The hard bit is selecting the columns. What happens in real examples, is there might be 50 items, and they should be in a fixed order. (These instruments provide the questions in a fixed order). The tricky bit is that different investigators will use different NAMES for the SAME variables. They don't use names like the ones in my example, where each subscale has a name that refers directly to the subscale.

There are only two sane ways to do this, and get it right (I think). One is to rename the variables to a common set of names, and score these. The other is to pick the variables out by position - so subscale A is columns 1, 3 and 8, subscale B is columns 2,5 and 6.

This is trivial, if you put the variable numbers in your code.

Data %>% select(2,5,6) %>% names()

It's not very generalisable. I have a case where I have 70 variables, 8 subscales with 4 to 8 variables in each, and an overall score with 40 variables. I would like, but can't see a way, to read in the column numbers from a file, and pull them out.

Scales <- c('A','B','D')
Numbers <- c('1,4,8,9','2,5,6','3,7,10')
Scale <- tibble(Scales,Numbers)

I'd like to get them out

Data %>% select(2,5,6) %>% names()

works, but

    Data %>% select(Scale$Numbers[1]) %>% names()
    Data %>% select(as.numeric(Scale$Numbers[1])) %>% names()

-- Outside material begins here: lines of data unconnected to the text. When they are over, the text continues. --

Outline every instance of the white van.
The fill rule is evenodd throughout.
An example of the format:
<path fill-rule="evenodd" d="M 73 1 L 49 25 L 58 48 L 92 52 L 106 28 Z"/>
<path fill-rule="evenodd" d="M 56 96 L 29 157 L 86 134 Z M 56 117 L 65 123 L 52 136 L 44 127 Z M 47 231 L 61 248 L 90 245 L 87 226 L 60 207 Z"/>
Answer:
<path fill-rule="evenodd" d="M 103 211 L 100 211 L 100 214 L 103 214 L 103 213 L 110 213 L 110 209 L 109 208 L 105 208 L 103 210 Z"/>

don't, as do many efforts involving quo, !!, and the like. I know Hadley Wickham disapproves of using column positions and I get why, but this is a reasonable use case, maybe the only one I've ever come across.

This is what I'm doing for this particular study -

Somatic <- Questionnaire1 %>%
  select(   1,7,16,32,43,
          45,50,51, Identifier) %>%
  rowwise(Identifier) %>%
  mutate(Somatic = mean(c_across(1:8),na.rm=TRUE)) %>%
  select(Identifier, Somatic)
  
Cognitive  <- Questionnaire %>%
  select( 2, 4, 8,11,15,
         21,22,23,36,42,
         46,54,59, Identifier) %>%
  rowwise(Identifier) %>%
  mutate(Cognitive = mean(c_across(1:13),na.rm=TRUE)) %>%
  select(Identifier, Cognitive)

In this application, there are nine of these for 8 subclasses, and one overall score. In this study, there are 5 different instruments being used, with five different sets of variables, and a total of twenty subscales. This is why I want to have a programmatic solution.

Suggestions welcomed! Thanks Anthony

Answer 1

It sounds like regardless you are going to need to create some type of mapping. Consider this approach to create a string of attributes that capture the group each question belongs to. I used "I" for the Identifier as the length needs to match the number of columns.

Attributes <- c("A", "B", "D", "A", "B", "B", "D", "A", "A", list(c("B", "D")), "I")
attr(Data, "Group") <- Attributes

Data %>%
    select_if(purrr::map_lgl(attr(Data, "Group"), `%in%`, x = "B")) %>% names()
#[1] "B1" "B3" "B2" "D2"

Answer 2

Here is another approach so you don't have to identify the column numbers in advance.

Data %>%
    select(starts_with("B")) %>%
    names()
#[1] "B1" "B3" "B2"